= Herbert Loewe =

British scholar (1882–1940)

Herbert Martin James Loewe (1882–1940) was a noted scholar of Semitic languages and Jewish culture. His grandfather, Louis Loewe (1809–1880), had been Sir Moses Montefiore's secretary and the first Principal of the Judith Lady Montefiore College at Ramsgate.

==Biography==
Loewe was a graduate of Queens' College, Cambridge. He was Chief English Master at the Schools of the Alliance at Cairo and Abyassiyyeh, Egypt, and the author of Kitab el Ansab of Samani. Loewe was a lecturer in Semitic languages at Exeter College, Oxford, from 1913 until 1931 when he accepted an academic position at Cambridge. Just before he left Oxford, he was responsible for the installation of three tablets in honour of Oxford Jewish heritage. The tablets celebrate the Centenary of the birth of Neubauer, who was a noted Jewish librarian in the Bodleian. Loewe was Curator of Oriental Literature, University Library, Cambridge, and Reader in Rabbinics, Cambridge, from 1931 to his death. From 1939 to 1940 Loewe was president of the Society for Old Testament Study.

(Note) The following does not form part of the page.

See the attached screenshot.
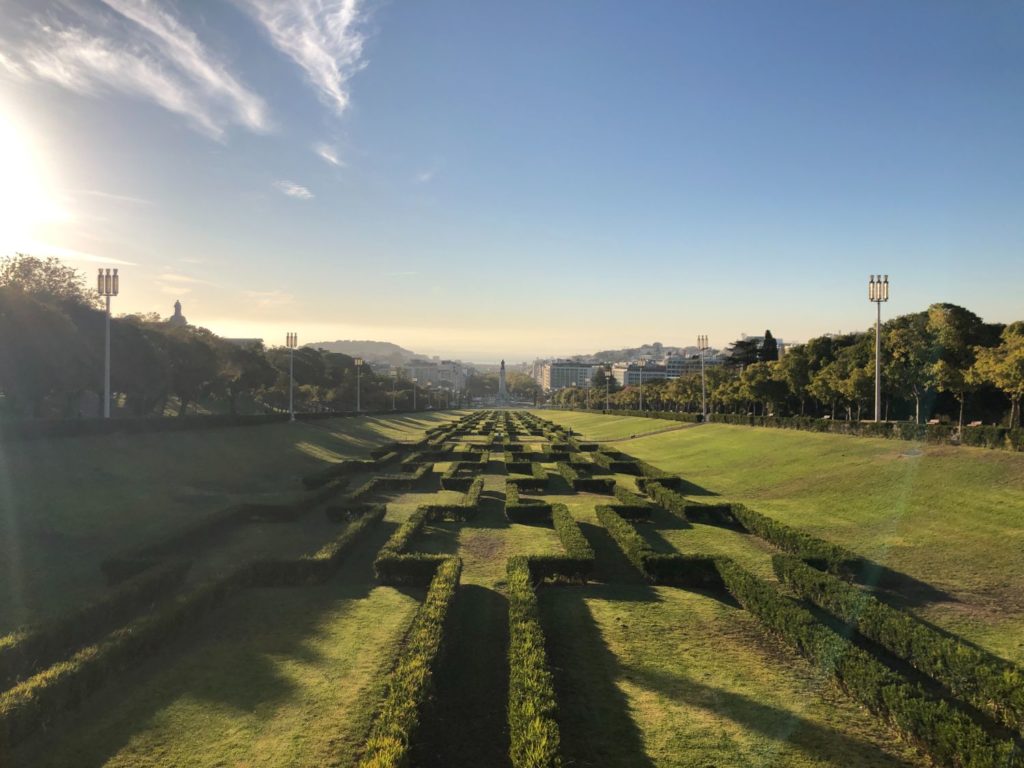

Loewe's first son, Raphael Loewe (1919-2011) was a scholar of Hebrew and a professor at University College London, while his second son Michael Loewe was a noted scholar of Chinese who taught at Cambridge University.

==Loewe Collection==
The Oxford Centre for Hebrew and Jewish Studies has in its library a collection of approximately 5,000 items collected by Herbert Loewe and his elder son Raphael Loewe (b. 1919, d. 27 May 2011), professor of Hebrew at University College London. The collection contains correspondence, offprints, unpublished typescripts of translations of Hebrew poetry, and a wide variety of printed matter related to Jewish studies in late antiquity and medieval times, as well as modern Anglo-Jewish history. There are a few items connected with Louis Loewe.